MacOS – applescript CURL with authentication fails

applescriptmacos

QUESTION: i need a working method to be used in applescript to get the right source of the page, WITHOUT loading the page.

sample link: https://www.idealista.it/immobile/16679597/

result: wrong html, it talks about authentication.

INITIAL CODE (always present for all the tries below):

set MyUser to username@dom.com
set MyPass to password
set UrlOfPage to "https://www.idealista.it/immobile/16679597/"

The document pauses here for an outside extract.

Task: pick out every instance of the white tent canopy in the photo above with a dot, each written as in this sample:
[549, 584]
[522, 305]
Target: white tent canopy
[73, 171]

TRIES (all of the tries below are given in this webpage https://ec.haxx.se/http-auth.html):

  • works but need the page to be loaded in Safari

    tell front document of application "Safari" to set StrHtml to (get source) as string
    
  • returns wrong html

    set StrHtml to (do shell script "curl --user " & MyUser & ":" & MyPass & " " & UrlOfPage)
    
    set StrHtml to (do shell script "curl --anyauth --user " & MyUser & ":" & MyPass & " " & UrlOfPage)
    
    set StrHtml to (do shell script "curl --digest --user " & MyUser & ":" & MyPass & " " & cellurl)
    
    set StrHtml to (do shell script "curl --negotiate --user " & MyUser & ":" & MyPass & " " & cellurl)
    
    set StrHtml to (do shell script "curl --ntlm --user " & MyUser & ":" & MyPass & " " & cellurl)
    
  • doesn't work: unknown token

    set StrHtml to (do shell script "curl --proxy-anyauth --proxy-user " & MyUser & ":" & MyPass & " https://www.idealista.it/immobile/16679597/ \ --proxy https://proxy.idealista.it/immobile/16679597:80/")
    

could somebody help me now please?

Best Answer

Dedicated Tools

Given the problems encountered with curl and AppleScript, consider using an alternative dedicated tool such as Beautiful Soup. See How To Scrape Web Pages with Beautiful Soup and Python 3 for a comprehensive introduction.

Alternatively, there are numerous tools other that can help, see Web scraping software on Wikipedia. Many of these tools are free, open-source, and can be called from the command line.

I have previously used Web::Scraper for extracting property listings.